Annan cancels Iran trip

UN Secretary-General Kofi Annan has cancelled his forthcoming trip to Tehran, a UN spokesperson said.

The UN chief was to visit Tehran in mid-November

Annan had planned to visit the Islamic Republic in mid-November during a swing through the Middle East beginning next week, presumably to talk about Iran’s nuclear policy. 
   
But remarks by Iranian President Mahmoud Ahmadinejad in late October calling for the destruction of Israel prompted the Secretary-General to cancel his trip.
   
“The secretary-general and the Iranian government have mutually agreed that this is not an appropriate time for him to travel to Iran,” UN spokesman Stephane Dujarric said on Friday.
   
“In light of the ongoing controversy, it would have been difficult to advance the agenda that he had wanted to discuss with the Iranian leadership,” Dujarric said. 

Condemnation

Ahmadinejad was condemned by world leaders when he said “the establishment of the Zionist regime was a move by the world oppressor against the Islamic world”, in a speech at the World without Zionism conference in Tehran on 26 October.

Ahmadinejad said 
Ahmadinejad said “Israel must be wiped off the map”
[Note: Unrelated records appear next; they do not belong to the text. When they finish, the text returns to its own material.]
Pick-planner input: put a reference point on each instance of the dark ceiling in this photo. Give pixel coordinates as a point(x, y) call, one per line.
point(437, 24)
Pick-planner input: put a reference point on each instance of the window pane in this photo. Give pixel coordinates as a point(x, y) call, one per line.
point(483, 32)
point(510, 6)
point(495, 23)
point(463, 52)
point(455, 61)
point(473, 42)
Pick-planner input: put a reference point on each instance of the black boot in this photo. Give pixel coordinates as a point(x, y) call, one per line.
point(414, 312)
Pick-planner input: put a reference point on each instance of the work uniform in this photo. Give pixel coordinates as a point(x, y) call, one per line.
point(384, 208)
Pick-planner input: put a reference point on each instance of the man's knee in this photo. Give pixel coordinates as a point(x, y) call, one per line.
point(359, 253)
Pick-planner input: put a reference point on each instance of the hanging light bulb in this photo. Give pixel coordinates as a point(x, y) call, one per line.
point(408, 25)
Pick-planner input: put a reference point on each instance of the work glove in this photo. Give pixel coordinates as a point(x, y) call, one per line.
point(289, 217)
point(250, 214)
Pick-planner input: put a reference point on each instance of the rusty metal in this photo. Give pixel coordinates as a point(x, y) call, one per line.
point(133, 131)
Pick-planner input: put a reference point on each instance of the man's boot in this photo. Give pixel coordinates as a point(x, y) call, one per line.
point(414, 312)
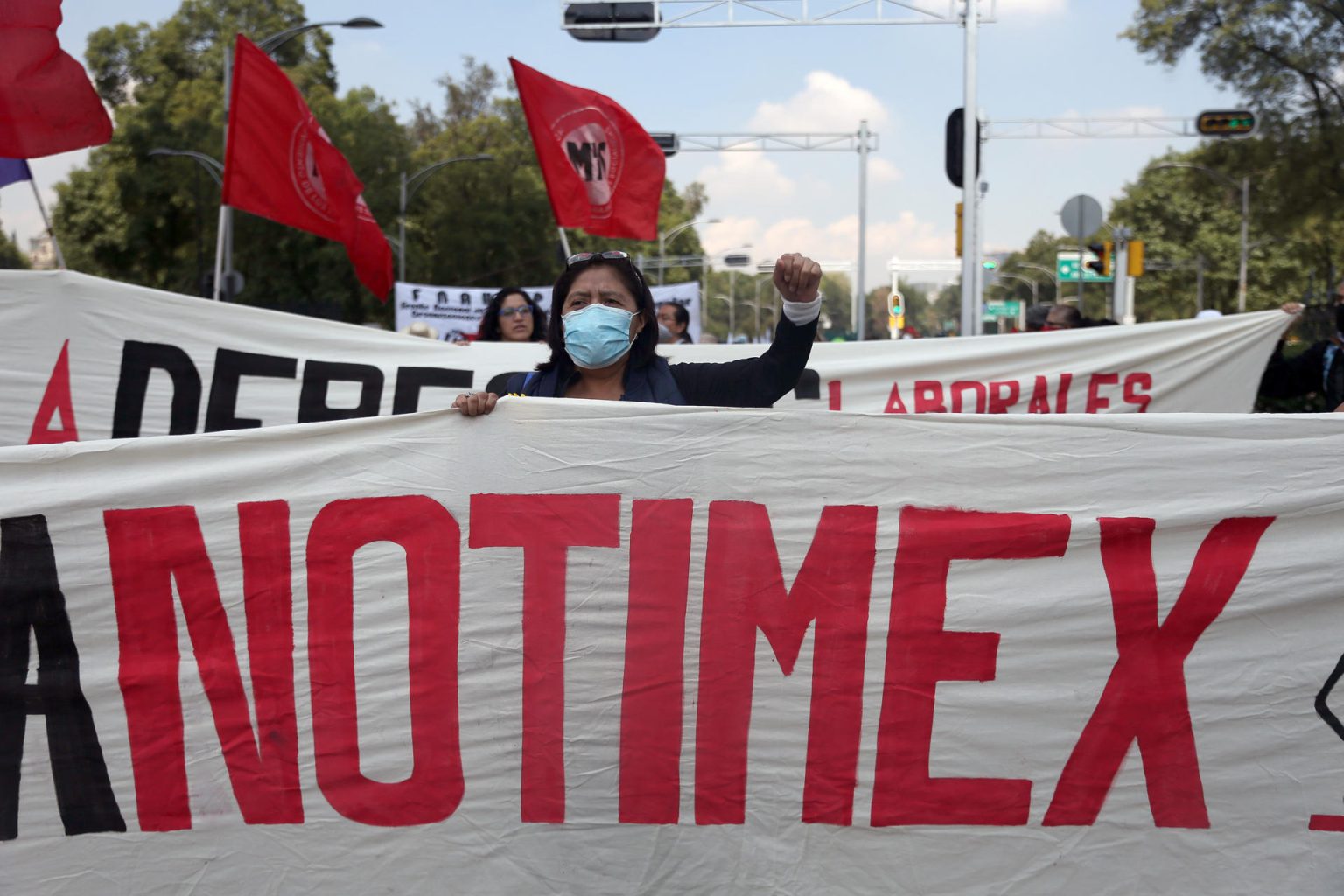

Ahmadinejad said “Israel must
be wiped off the map”

“As the Imam said, Israel must be wiped off the map,” Ahmadinejad added, referring to Iran’s revolutionary leader Ayat Allah Khomeini who died in 1989. 

Annan, who had previously rebuked the Iranian president, told reporters on Thursday that “no one in the international community defended what the Iranian president said and the Security Council itself issued a statement”.    

But in Tehran, a Foreign Ministry source contended it was Iran, not Annan, who wanted the trip rescheduled “to a more appropriate time in the future”.

According to the country’s official news agency Irna, Iran said recent comments made by Annan were “under the influence of American officials and were not interpreted well in Tehran”.